4. **Design Constraints Checklist** — Applicable constraints from CLAUDE.md Key Design Decisions and docs/requirements/Component-*.md documents, each mapped to a work package.
5. **Work Packages** — Numbered tasks with:
- Description
- Acceptance criteria (must cover every checklist bullet mapped to this work package)
- Estimated complexity (S/M/L)
- Requirements traced (HighLevelReqs bullet IDs + REQ-* IDs + design constraint refs)
6. **Test Strategy** — Unit, integration, and failover tests required
7. **Verification Gate** — What must pass before the phase is considered complete
8. **Open Questions** — Any ambiguities discovered, added to `questions.md`
### Bullet-Level Extraction
When a phase covers HighLevelReqs sections, the plan must decompose each section into its individual requirements:
- Each bullet point or sub-bullet is a separate requirement line item.

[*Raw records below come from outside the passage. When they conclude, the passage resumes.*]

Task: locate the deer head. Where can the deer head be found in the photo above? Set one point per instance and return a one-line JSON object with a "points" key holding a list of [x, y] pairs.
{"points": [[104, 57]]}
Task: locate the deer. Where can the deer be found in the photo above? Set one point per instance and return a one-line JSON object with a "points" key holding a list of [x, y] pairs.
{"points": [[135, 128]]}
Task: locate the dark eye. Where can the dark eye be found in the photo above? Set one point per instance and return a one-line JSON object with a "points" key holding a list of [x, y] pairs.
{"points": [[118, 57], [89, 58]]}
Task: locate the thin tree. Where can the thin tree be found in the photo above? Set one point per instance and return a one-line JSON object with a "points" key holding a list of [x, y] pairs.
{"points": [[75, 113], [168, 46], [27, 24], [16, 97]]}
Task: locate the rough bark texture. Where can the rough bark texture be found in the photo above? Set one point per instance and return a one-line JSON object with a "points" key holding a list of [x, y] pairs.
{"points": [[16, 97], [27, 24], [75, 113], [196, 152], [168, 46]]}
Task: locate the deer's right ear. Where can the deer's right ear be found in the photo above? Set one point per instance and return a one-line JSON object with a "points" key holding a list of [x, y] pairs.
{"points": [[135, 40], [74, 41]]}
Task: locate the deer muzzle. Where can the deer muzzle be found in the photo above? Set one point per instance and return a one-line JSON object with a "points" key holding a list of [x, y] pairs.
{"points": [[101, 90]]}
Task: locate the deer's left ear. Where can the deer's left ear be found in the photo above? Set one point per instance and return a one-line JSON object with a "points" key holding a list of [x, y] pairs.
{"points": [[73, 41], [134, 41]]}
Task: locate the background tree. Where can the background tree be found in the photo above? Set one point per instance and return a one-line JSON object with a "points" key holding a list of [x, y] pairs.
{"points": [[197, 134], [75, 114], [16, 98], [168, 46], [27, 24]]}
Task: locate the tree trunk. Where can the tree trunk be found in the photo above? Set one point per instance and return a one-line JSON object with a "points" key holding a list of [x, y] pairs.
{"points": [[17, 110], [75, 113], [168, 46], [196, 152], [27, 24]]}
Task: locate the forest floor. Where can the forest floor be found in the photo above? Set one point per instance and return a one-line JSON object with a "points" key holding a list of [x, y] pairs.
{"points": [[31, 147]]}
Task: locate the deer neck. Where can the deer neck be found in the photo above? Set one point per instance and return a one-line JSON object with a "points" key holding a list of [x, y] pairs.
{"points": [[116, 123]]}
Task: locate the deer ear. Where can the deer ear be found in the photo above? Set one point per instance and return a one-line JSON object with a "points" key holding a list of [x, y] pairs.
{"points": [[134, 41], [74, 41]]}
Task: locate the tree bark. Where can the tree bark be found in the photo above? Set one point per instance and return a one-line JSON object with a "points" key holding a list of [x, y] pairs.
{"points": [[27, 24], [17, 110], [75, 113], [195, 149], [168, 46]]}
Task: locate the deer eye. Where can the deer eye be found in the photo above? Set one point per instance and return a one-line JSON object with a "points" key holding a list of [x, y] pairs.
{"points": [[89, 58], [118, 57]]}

- Each sentence within a bullet that introduces a distinct constraint or behavior is a separate requirement.
- Negative requirements ("cannot", "does not", "no") are explicit line items — they become acceptance criteria that verify the behavior is correctly prohibited.
- For sections split across phases, each phase lists only its bullets. After all plans covering that section are generated, verify the union is complete.
**Example**: Section 4.4 "Script Capabilities" decomposes into:
- `[4.4-1]` Read attribute values (live + static)
- `[4.4-2]` Write attributes — data-sourced writes go to DCL, value updates on device confirm
- `[4.4-3]` Write attributes — static writes persist to SQLite, survive restart/failover, reset on redeploy
- `[4.4-4]` CallScript with ask pattern, concurrent execution
- `[4.4-5]` CallShared executes inline (no separate actor)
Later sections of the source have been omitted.